With Alibaba IPO, it’s China vs US to...

September 11, 2014

CNBC 

 
 

With Alibaba IPO, it's China vs US to win the Web
Tomohiro Ohsumi | Bloomberg | Getty Images
In Alibaba’s exhaustive IPO prospectus (319 pages plus the index), only two competitors are mentioned by name: Tencent (Hong Kong Stock Exchange: 700-HK) and Baidu (BIDU). Both are Chinese.

With a projected stock market capitalization of over $160 billion, based on the high end of its initial price range, Alibaba will soon be the most valuable Internet company in China and among the top three globally, behind Google (GOOGL) and Facebook (FB). Rounding out the top six are Tencent, Amazon.com (AMZN) and Baidu.

If it wasn’t clear before, it is now. The future of theInternet is in the U.S. and China , the world’s two largest economies. They’re separated by the Pacific Ocean and a cultural gap that’s even deeper. 

Until recently, there’s been very little overlap. U.S. Internet companies have had so much trouble cracking the Chinese market that they’ve largely stopped trying. Google famously pulled its search engine out of China in 2010 after refusing to censor queries as required by the Chinese government. Baidu remains the country’s default search provider. Amazon’s logistical requirements and Alibaba’s controlling market share make China almost untouchable for the U.S. e-commerce leader.

“At this time, foreign e-commerce companies have a limited presence in China,” according to Alibaba’s IPO prospectus 

Read More Google has little to lose taking on China

Across the pond, Chinese companies have faced a different conundrum. They haven’t been shut out of the U.S. , but their dominance at home has made Western expansion less critical. The three Chinese companies are each expanding at a quicker rate (at least 41 percent in 2013) than Google or Amazon. Facebook’s revenue jumped 55 percent last year.

“Alibaba, Tencent and Baidu are each competing for dominance within the Chinese Internet sector, diversifying beyond their core markets of e-commerce, gaming/messaging and search, respectively,” James Cordwell, an analyst at London-based Atlantic Equities, wrote in a Sept. 8 report.

They’re just starting to tap the U.S. in a meaningful way. China commerce accounted for 85 percent of Alibaba’s revenue in 2014, but the company has invested in six U.S. start-ups in the past year, as it seeks strategic ways to grow globally.

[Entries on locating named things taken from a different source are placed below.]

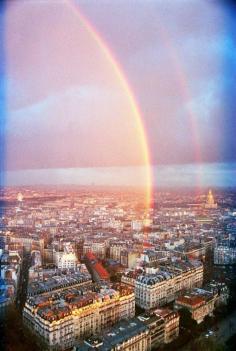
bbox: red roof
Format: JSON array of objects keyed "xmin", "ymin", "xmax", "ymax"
[
  {"xmin": 86, "ymin": 251, "xmax": 96, "ymax": 261},
  {"xmin": 176, "ymin": 296, "xmax": 205, "ymax": 307},
  {"xmin": 93, "ymin": 262, "xmax": 109, "ymax": 279}
]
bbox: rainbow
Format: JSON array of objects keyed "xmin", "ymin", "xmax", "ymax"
[
  {"xmin": 66, "ymin": 0, "xmax": 202, "ymax": 202},
  {"xmin": 67, "ymin": 0, "xmax": 152, "ymax": 210}
]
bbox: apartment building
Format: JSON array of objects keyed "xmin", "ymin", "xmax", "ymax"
[
  {"xmin": 23, "ymin": 285, "xmax": 135, "ymax": 350},
  {"xmin": 135, "ymin": 261, "xmax": 203, "ymax": 310}
]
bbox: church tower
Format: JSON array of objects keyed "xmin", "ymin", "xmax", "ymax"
[{"xmin": 205, "ymin": 189, "xmax": 217, "ymax": 209}]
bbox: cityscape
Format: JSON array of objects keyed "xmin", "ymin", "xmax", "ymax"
[
  {"xmin": 0, "ymin": 187, "xmax": 236, "ymax": 350},
  {"xmin": 0, "ymin": 0, "xmax": 236, "ymax": 351}
]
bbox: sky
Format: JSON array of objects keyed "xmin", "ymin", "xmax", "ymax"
[{"xmin": 0, "ymin": 0, "xmax": 236, "ymax": 185}]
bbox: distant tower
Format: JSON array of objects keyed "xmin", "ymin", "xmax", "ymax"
[
  {"xmin": 17, "ymin": 193, "xmax": 24, "ymax": 202},
  {"xmin": 205, "ymin": 190, "xmax": 217, "ymax": 209}
]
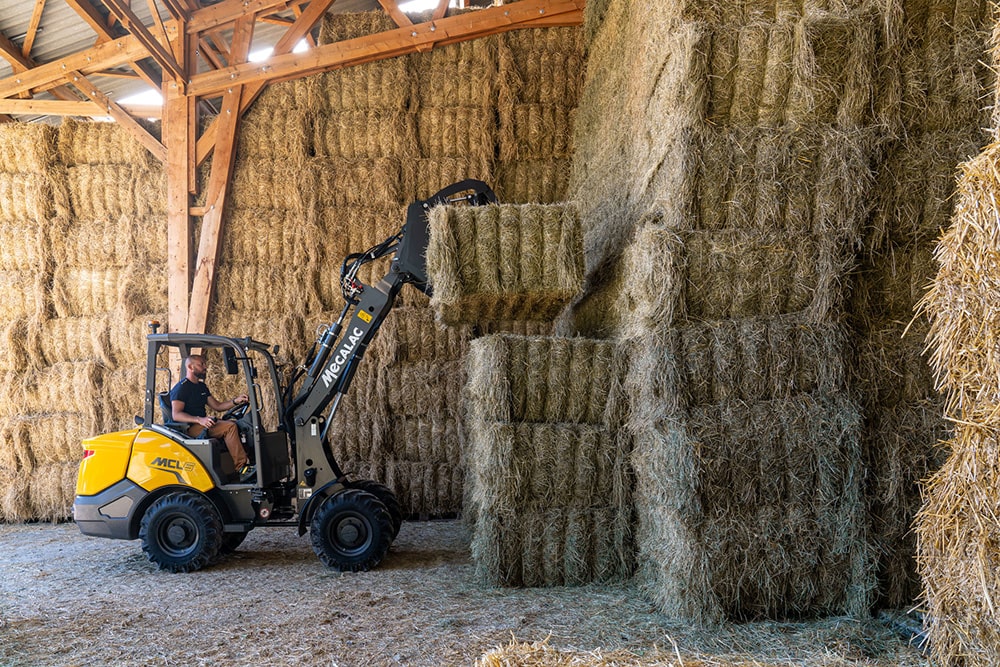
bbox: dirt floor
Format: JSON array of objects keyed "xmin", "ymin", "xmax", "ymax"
[{"xmin": 0, "ymin": 521, "xmax": 929, "ymax": 667}]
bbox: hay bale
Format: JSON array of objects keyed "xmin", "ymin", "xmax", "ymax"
[
  {"xmin": 633, "ymin": 395, "xmax": 874, "ymax": 621},
  {"xmin": 626, "ymin": 318, "xmax": 848, "ymax": 422},
  {"xmin": 0, "ymin": 220, "xmax": 46, "ymax": 271},
  {"xmin": 385, "ymin": 460, "xmax": 464, "ymax": 518},
  {"xmin": 312, "ymin": 158, "xmax": 406, "ymax": 207},
  {"xmin": 785, "ymin": 11, "xmax": 878, "ymax": 128},
  {"xmin": 229, "ymin": 155, "xmax": 315, "ymax": 212},
  {"xmin": 52, "ymin": 265, "xmax": 167, "ymax": 317},
  {"xmin": 369, "ymin": 306, "xmax": 472, "ymax": 366},
  {"xmin": 316, "ymin": 60, "xmax": 416, "ymax": 113},
  {"xmin": 214, "ymin": 261, "xmax": 320, "ymax": 313},
  {"xmin": 389, "ymin": 414, "xmax": 465, "ymax": 466},
  {"xmin": 472, "ymin": 507, "xmax": 633, "ymax": 586},
  {"xmin": 413, "ymin": 106, "xmax": 496, "ymax": 163},
  {"xmin": 95, "ymin": 361, "xmax": 147, "ymax": 433},
  {"xmin": 317, "ymin": 11, "xmax": 399, "ymax": 45},
  {"xmin": 625, "ymin": 225, "xmax": 853, "ymax": 327},
  {"xmin": 312, "ymin": 108, "xmax": 420, "ymax": 160},
  {"xmin": 0, "ymin": 123, "xmax": 58, "ymax": 175},
  {"xmin": 466, "ymin": 335, "xmax": 617, "ymax": 425},
  {"xmin": 19, "ymin": 361, "xmax": 103, "ymax": 421},
  {"xmin": 427, "ymin": 205, "xmax": 583, "ymax": 323},
  {"xmin": 49, "ymin": 213, "xmax": 167, "ymax": 268},
  {"xmin": 0, "ymin": 172, "xmax": 68, "ymax": 223},
  {"xmin": 57, "ymin": 118, "xmax": 161, "ymax": 167},
  {"xmin": 866, "ymin": 128, "xmax": 982, "ymax": 253},
  {"xmin": 409, "ymin": 36, "xmax": 500, "ymax": 109},
  {"xmin": 496, "ymin": 158, "xmax": 579, "ymax": 204},
  {"xmin": 915, "ymin": 423, "xmax": 1000, "ymax": 665},
  {"xmin": 0, "ymin": 271, "xmax": 52, "ymax": 320},
  {"xmin": 401, "ymin": 155, "xmax": 498, "ymax": 203},
  {"xmin": 66, "ymin": 163, "xmax": 167, "ymax": 219},
  {"xmin": 920, "ymin": 144, "xmax": 1000, "ymax": 410},
  {"xmin": 383, "ymin": 359, "xmax": 465, "ymax": 420},
  {"xmin": 499, "ymin": 104, "xmax": 574, "ymax": 161},
  {"xmin": 861, "ymin": 396, "xmax": 951, "ymax": 609},
  {"xmin": 236, "ymin": 110, "xmax": 315, "ymax": 160},
  {"xmin": 22, "ymin": 461, "xmax": 80, "ymax": 522}
]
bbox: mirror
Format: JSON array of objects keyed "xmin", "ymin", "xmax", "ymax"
[{"xmin": 222, "ymin": 347, "xmax": 240, "ymax": 375}]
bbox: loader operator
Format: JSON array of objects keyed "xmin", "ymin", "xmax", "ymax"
[{"xmin": 170, "ymin": 354, "xmax": 255, "ymax": 481}]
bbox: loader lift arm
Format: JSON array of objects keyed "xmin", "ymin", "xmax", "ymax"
[{"xmin": 283, "ymin": 179, "xmax": 497, "ymax": 494}]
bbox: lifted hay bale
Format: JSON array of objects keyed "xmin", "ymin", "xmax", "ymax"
[{"xmin": 427, "ymin": 205, "xmax": 583, "ymax": 323}]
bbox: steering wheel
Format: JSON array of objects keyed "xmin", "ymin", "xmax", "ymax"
[{"xmin": 222, "ymin": 401, "xmax": 250, "ymax": 421}]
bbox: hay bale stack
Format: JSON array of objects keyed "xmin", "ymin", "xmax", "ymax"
[
  {"xmin": 465, "ymin": 335, "xmax": 633, "ymax": 586},
  {"xmin": 916, "ymin": 144, "xmax": 1000, "ymax": 665},
  {"xmin": 427, "ymin": 204, "xmax": 583, "ymax": 323}
]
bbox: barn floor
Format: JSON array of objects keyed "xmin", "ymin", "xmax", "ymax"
[{"xmin": 0, "ymin": 521, "xmax": 929, "ymax": 667}]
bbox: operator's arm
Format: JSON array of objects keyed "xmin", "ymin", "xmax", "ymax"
[
  {"xmin": 170, "ymin": 397, "xmax": 215, "ymax": 428},
  {"xmin": 208, "ymin": 394, "xmax": 250, "ymax": 412}
]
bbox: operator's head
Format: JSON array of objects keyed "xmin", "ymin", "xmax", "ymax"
[{"xmin": 184, "ymin": 354, "xmax": 208, "ymax": 380}]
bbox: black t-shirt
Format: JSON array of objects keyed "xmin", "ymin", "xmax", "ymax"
[{"xmin": 170, "ymin": 378, "xmax": 212, "ymax": 417}]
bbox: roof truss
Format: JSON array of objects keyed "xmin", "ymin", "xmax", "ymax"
[{"xmin": 0, "ymin": 0, "xmax": 585, "ymax": 332}]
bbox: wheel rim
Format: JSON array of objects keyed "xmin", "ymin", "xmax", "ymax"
[
  {"xmin": 157, "ymin": 515, "xmax": 200, "ymax": 558},
  {"xmin": 330, "ymin": 512, "xmax": 372, "ymax": 557}
]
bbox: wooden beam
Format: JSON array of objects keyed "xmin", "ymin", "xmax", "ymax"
[
  {"xmin": 69, "ymin": 72, "xmax": 167, "ymax": 162},
  {"xmin": 65, "ymin": 0, "xmax": 112, "ymax": 43},
  {"xmin": 196, "ymin": 0, "xmax": 334, "ymax": 164},
  {"xmin": 187, "ymin": 0, "xmax": 304, "ymax": 35},
  {"xmin": 378, "ymin": 0, "xmax": 413, "ymax": 28},
  {"xmin": 189, "ymin": 0, "xmax": 584, "ymax": 95},
  {"xmin": 431, "ymin": 0, "xmax": 449, "ymax": 21},
  {"xmin": 0, "ymin": 30, "xmax": 173, "ymax": 97},
  {"xmin": 104, "ymin": 0, "xmax": 187, "ymax": 83},
  {"xmin": 0, "ymin": 32, "xmax": 35, "ymax": 72},
  {"xmin": 66, "ymin": 0, "xmax": 160, "ymax": 90},
  {"xmin": 163, "ymin": 82, "xmax": 194, "ymax": 331},
  {"xmin": 187, "ymin": 17, "xmax": 254, "ymax": 333},
  {"xmin": 0, "ymin": 99, "xmax": 163, "ymax": 118},
  {"xmin": 21, "ymin": 0, "xmax": 45, "ymax": 58},
  {"xmin": 186, "ymin": 86, "xmax": 242, "ymax": 333}
]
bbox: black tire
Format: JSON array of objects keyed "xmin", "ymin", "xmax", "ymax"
[
  {"xmin": 310, "ymin": 489, "xmax": 392, "ymax": 572},
  {"xmin": 348, "ymin": 479, "xmax": 403, "ymax": 540},
  {"xmin": 139, "ymin": 491, "xmax": 222, "ymax": 572}
]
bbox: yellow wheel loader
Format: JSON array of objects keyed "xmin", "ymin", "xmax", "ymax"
[{"xmin": 73, "ymin": 180, "xmax": 496, "ymax": 572}]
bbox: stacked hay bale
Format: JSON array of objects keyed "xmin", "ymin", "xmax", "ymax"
[
  {"xmin": 0, "ymin": 124, "xmax": 68, "ymax": 521},
  {"xmin": 57, "ymin": 119, "xmax": 167, "ymax": 446},
  {"xmin": 466, "ymin": 335, "xmax": 633, "ymax": 586},
  {"xmin": 496, "ymin": 28, "xmax": 584, "ymax": 203},
  {"xmin": 916, "ymin": 132, "xmax": 1000, "ymax": 665},
  {"xmin": 850, "ymin": 2, "xmax": 989, "ymax": 608},
  {"xmin": 300, "ymin": 12, "xmax": 580, "ymax": 516},
  {"xmin": 570, "ymin": 0, "xmax": 987, "ymax": 617}
]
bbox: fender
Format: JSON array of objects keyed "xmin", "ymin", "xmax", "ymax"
[{"xmin": 299, "ymin": 477, "xmax": 347, "ymax": 537}]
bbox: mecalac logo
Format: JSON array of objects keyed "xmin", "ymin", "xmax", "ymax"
[
  {"xmin": 323, "ymin": 327, "xmax": 365, "ymax": 389},
  {"xmin": 149, "ymin": 456, "xmax": 194, "ymax": 472}
]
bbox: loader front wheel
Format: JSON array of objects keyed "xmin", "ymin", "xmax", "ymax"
[
  {"xmin": 348, "ymin": 479, "xmax": 403, "ymax": 539},
  {"xmin": 139, "ymin": 491, "xmax": 222, "ymax": 572},
  {"xmin": 310, "ymin": 489, "xmax": 393, "ymax": 572}
]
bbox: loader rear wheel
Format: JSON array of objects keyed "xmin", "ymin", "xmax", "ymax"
[
  {"xmin": 310, "ymin": 489, "xmax": 392, "ymax": 572},
  {"xmin": 139, "ymin": 491, "xmax": 222, "ymax": 572},
  {"xmin": 348, "ymin": 479, "xmax": 403, "ymax": 539}
]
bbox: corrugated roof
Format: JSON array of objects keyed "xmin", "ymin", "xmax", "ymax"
[{"xmin": 0, "ymin": 0, "xmax": 379, "ymax": 121}]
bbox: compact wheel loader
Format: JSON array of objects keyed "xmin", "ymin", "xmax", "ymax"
[{"xmin": 73, "ymin": 180, "xmax": 496, "ymax": 572}]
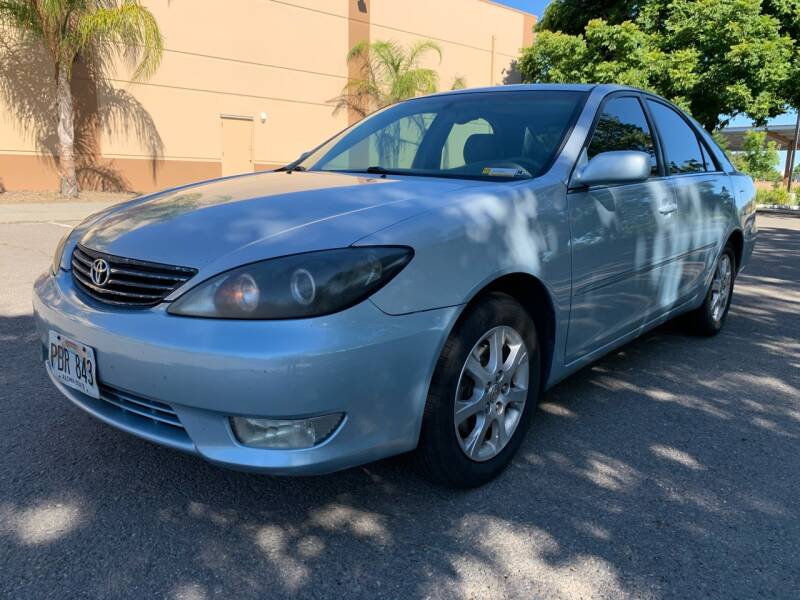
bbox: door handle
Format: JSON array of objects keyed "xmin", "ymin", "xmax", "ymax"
[{"xmin": 658, "ymin": 204, "xmax": 678, "ymax": 215}]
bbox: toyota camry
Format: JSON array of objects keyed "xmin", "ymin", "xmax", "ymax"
[{"xmin": 33, "ymin": 85, "xmax": 757, "ymax": 487}]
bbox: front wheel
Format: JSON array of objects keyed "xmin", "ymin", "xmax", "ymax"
[
  {"xmin": 416, "ymin": 293, "xmax": 540, "ymax": 488},
  {"xmin": 691, "ymin": 243, "xmax": 736, "ymax": 336}
]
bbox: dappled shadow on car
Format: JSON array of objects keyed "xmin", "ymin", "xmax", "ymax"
[{"xmin": 0, "ymin": 213, "xmax": 800, "ymax": 598}]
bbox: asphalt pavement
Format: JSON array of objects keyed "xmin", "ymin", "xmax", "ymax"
[{"xmin": 0, "ymin": 205, "xmax": 800, "ymax": 600}]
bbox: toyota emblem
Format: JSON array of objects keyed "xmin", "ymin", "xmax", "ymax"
[{"xmin": 91, "ymin": 258, "xmax": 111, "ymax": 287}]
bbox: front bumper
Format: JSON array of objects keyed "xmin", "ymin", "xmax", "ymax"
[{"xmin": 33, "ymin": 271, "xmax": 458, "ymax": 474}]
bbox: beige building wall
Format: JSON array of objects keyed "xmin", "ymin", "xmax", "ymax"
[{"xmin": 0, "ymin": 0, "xmax": 535, "ymax": 192}]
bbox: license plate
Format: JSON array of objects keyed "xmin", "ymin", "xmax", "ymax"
[{"xmin": 47, "ymin": 331, "xmax": 100, "ymax": 398}]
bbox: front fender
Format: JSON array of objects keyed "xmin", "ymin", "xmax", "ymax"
[{"xmin": 356, "ymin": 180, "xmax": 571, "ymax": 316}]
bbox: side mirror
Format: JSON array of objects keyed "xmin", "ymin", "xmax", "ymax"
[{"xmin": 576, "ymin": 150, "xmax": 650, "ymax": 186}]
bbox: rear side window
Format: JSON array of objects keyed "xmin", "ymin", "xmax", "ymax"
[
  {"xmin": 647, "ymin": 100, "xmax": 714, "ymax": 174},
  {"xmin": 586, "ymin": 97, "xmax": 658, "ymax": 175}
]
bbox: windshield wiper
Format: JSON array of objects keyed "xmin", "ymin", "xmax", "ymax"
[{"xmin": 367, "ymin": 166, "xmax": 390, "ymax": 177}]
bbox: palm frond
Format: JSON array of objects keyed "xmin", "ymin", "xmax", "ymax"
[
  {"xmin": 407, "ymin": 40, "xmax": 442, "ymax": 69},
  {"xmin": 0, "ymin": 0, "xmax": 42, "ymax": 36},
  {"xmin": 74, "ymin": 0, "xmax": 164, "ymax": 80},
  {"xmin": 338, "ymin": 40, "xmax": 442, "ymax": 116}
]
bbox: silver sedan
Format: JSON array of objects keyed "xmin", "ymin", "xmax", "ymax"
[{"xmin": 34, "ymin": 85, "xmax": 757, "ymax": 487}]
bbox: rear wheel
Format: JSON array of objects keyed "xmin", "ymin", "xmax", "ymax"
[
  {"xmin": 417, "ymin": 293, "xmax": 540, "ymax": 487},
  {"xmin": 690, "ymin": 243, "xmax": 736, "ymax": 336}
]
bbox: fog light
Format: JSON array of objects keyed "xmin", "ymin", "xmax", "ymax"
[{"xmin": 231, "ymin": 413, "xmax": 344, "ymax": 449}]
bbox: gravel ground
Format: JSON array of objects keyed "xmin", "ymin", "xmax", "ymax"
[{"xmin": 0, "ymin": 209, "xmax": 800, "ymax": 600}]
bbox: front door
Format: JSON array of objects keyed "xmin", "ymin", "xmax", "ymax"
[
  {"xmin": 566, "ymin": 96, "xmax": 674, "ymax": 362},
  {"xmin": 220, "ymin": 116, "xmax": 253, "ymax": 177}
]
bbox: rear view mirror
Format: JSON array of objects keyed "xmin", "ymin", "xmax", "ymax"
[{"xmin": 576, "ymin": 150, "xmax": 650, "ymax": 186}]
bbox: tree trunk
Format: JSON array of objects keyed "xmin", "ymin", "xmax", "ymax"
[{"xmin": 56, "ymin": 68, "xmax": 78, "ymax": 198}]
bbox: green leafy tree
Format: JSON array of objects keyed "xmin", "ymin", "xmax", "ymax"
[
  {"xmin": 734, "ymin": 129, "xmax": 781, "ymax": 181},
  {"xmin": 536, "ymin": 0, "xmax": 641, "ymax": 35},
  {"xmin": 520, "ymin": 0, "xmax": 800, "ymax": 130},
  {"xmin": 332, "ymin": 40, "xmax": 444, "ymax": 117},
  {"xmin": 0, "ymin": 0, "xmax": 163, "ymax": 196}
]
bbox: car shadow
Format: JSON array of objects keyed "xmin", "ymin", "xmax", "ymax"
[{"xmin": 0, "ymin": 217, "xmax": 800, "ymax": 598}]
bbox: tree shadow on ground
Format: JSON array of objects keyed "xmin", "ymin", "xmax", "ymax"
[
  {"xmin": 0, "ymin": 219, "xmax": 800, "ymax": 598},
  {"xmin": 0, "ymin": 39, "xmax": 164, "ymax": 191}
]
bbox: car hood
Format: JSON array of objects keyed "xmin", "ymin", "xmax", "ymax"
[{"xmin": 80, "ymin": 172, "xmax": 486, "ymax": 270}]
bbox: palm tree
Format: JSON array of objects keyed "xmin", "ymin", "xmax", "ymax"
[
  {"xmin": 0, "ymin": 0, "xmax": 163, "ymax": 197},
  {"xmin": 331, "ymin": 40, "xmax": 442, "ymax": 117}
]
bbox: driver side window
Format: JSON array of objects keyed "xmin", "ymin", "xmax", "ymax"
[
  {"xmin": 586, "ymin": 97, "xmax": 658, "ymax": 175},
  {"xmin": 440, "ymin": 118, "xmax": 494, "ymax": 169}
]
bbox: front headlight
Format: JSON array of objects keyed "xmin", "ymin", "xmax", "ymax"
[
  {"xmin": 168, "ymin": 246, "xmax": 414, "ymax": 319},
  {"xmin": 50, "ymin": 227, "xmax": 75, "ymax": 275}
]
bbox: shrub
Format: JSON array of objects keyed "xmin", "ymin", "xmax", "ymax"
[{"xmin": 756, "ymin": 187, "xmax": 800, "ymax": 206}]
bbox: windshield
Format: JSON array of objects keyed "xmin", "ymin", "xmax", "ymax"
[{"xmin": 296, "ymin": 90, "xmax": 586, "ymax": 180}]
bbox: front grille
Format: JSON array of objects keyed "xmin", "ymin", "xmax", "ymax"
[
  {"xmin": 72, "ymin": 244, "xmax": 197, "ymax": 307},
  {"xmin": 100, "ymin": 384, "xmax": 184, "ymax": 429}
]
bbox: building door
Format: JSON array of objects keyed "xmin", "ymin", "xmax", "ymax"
[{"xmin": 220, "ymin": 115, "xmax": 253, "ymax": 177}]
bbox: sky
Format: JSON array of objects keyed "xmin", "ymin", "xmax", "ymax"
[
  {"xmin": 494, "ymin": 0, "xmax": 550, "ymax": 18},
  {"xmin": 494, "ymin": 0, "xmax": 795, "ymax": 135}
]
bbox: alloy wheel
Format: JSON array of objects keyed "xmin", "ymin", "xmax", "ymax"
[
  {"xmin": 711, "ymin": 254, "xmax": 733, "ymax": 322},
  {"xmin": 453, "ymin": 325, "xmax": 530, "ymax": 462}
]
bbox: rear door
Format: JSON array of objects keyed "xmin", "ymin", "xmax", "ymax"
[
  {"xmin": 566, "ymin": 94, "xmax": 675, "ymax": 362},
  {"xmin": 646, "ymin": 98, "xmax": 733, "ymax": 310}
]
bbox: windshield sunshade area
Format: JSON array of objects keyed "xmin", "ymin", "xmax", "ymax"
[{"xmin": 298, "ymin": 90, "xmax": 586, "ymax": 181}]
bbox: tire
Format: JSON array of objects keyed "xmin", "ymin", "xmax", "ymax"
[
  {"xmin": 416, "ymin": 292, "xmax": 541, "ymax": 488},
  {"xmin": 689, "ymin": 242, "xmax": 736, "ymax": 337}
]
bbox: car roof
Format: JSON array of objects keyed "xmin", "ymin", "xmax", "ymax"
[{"xmin": 421, "ymin": 83, "xmax": 642, "ymax": 98}]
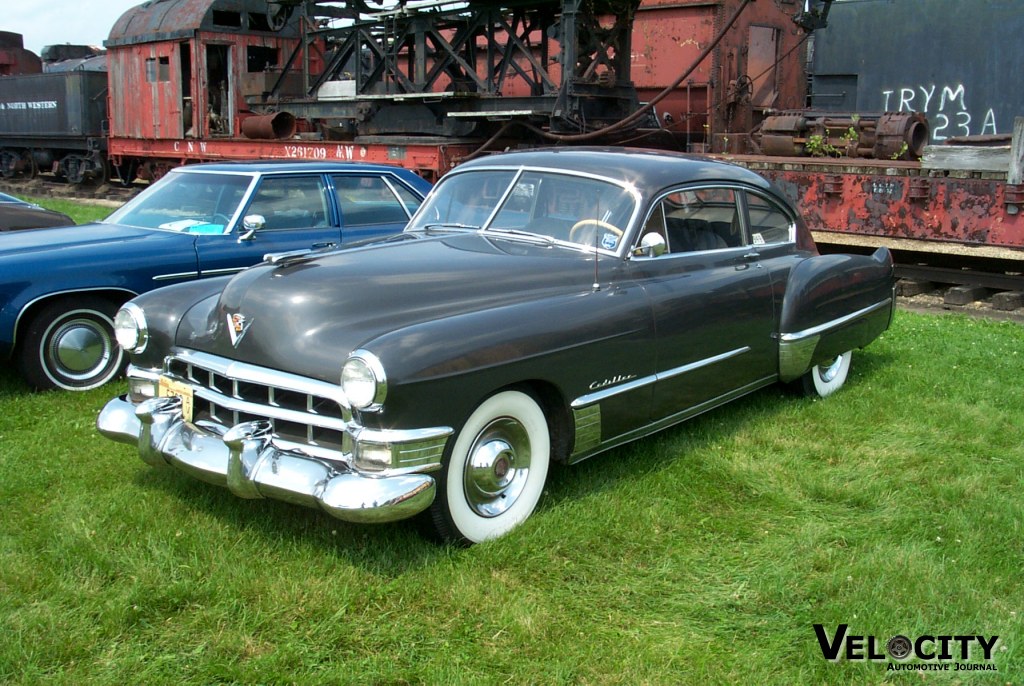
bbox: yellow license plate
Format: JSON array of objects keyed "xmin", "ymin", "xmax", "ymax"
[{"xmin": 159, "ymin": 377, "xmax": 193, "ymax": 422}]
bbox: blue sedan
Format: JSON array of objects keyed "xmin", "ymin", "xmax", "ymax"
[{"xmin": 0, "ymin": 158, "xmax": 430, "ymax": 390}]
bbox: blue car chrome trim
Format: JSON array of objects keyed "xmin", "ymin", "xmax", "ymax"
[
  {"xmin": 203, "ymin": 267, "xmax": 248, "ymax": 276},
  {"xmin": 153, "ymin": 271, "xmax": 199, "ymax": 282},
  {"xmin": 570, "ymin": 345, "xmax": 751, "ymax": 409}
]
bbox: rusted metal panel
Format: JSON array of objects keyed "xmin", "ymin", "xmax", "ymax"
[
  {"xmin": 103, "ymin": 0, "xmax": 298, "ymax": 48},
  {"xmin": 109, "ymin": 137, "xmax": 476, "ymax": 179},
  {"xmin": 632, "ymin": 0, "xmax": 806, "ymax": 141},
  {"xmin": 741, "ymin": 158, "xmax": 1024, "ymax": 249},
  {"xmin": 108, "ymin": 43, "xmax": 183, "ymax": 138}
]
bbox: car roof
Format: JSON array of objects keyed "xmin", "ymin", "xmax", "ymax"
[
  {"xmin": 172, "ymin": 160, "xmax": 413, "ymax": 175},
  {"xmin": 0, "ymin": 192, "xmax": 32, "ymax": 205},
  {"xmin": 454, "ymin": 147, "xmax": 772, "ymax": 191}
]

Tencent, maker of the most popular Chinese messaging app and numerous gaming and other Web services, has been active for longer, investing in at least 14 U.S. start-ups in the past three years, according to research firmCB Insights

While Alibaba doesn’t name any U.S. companies as competitors, it does mention the United States 178 times in the prospectus. Many of those references are tied to the location of the stock exchange where Alibaba shares will trade, the various taxes associated with such a listing, the company’s investments in U.S. start-ups such as ShopRunner and Tango, and Yahoo’s (YHOO)stake in Alibaba.

Read More Alibaba’s US spending spree

When Alibaba debuts on the New York Stock Exchange in the coming weeks under ticker symbol BABA, it could be the largest IPO ever, anywhere. The Hangzhou-based company announced plans last week to raise up to $21 billion, topping Facebook’s $16 billion IPO in 2012.

 

China’s Internet surge dates back about 15 years, when the current behemoths were getting off the ground. Alibaba was founded by Jack Ma in 1999, the year after Tencent’s creation and the year before Baidu’s. All three have taken advantage of explosive economic expansion in China, where the number of Internet users now tops 632 million, according to the China Internet Network Information Center. That’s about twice the total U.S. population.

As Web usage shifts to mobile, and Android and Apple (AAPL) iOS devices battle for global market share, the leading Chinese companies need those operating systems for distribution. Mobile accounted for one-third of Alibaba’s merchandise volume in the latest quarter. The company referenced its challenge in one critical line in the prospectus, saying that winning in mobile is dependent upon “our ability to successfully deploy apps on popular mobile operating systems that we do not control, such as iOS and Android.”

The global Internet market is massive, with more than 2.8 billion users, and the potential in mobile is even bigger. EMarketer expects 4.6 billion people worldwide to use a smartphone this year, a number that will increase to 5.1 billion by 2017, almost 70 percent of the global population.

The fight to get in front of those consumers will be fierce, but only two countries are vying for center stage.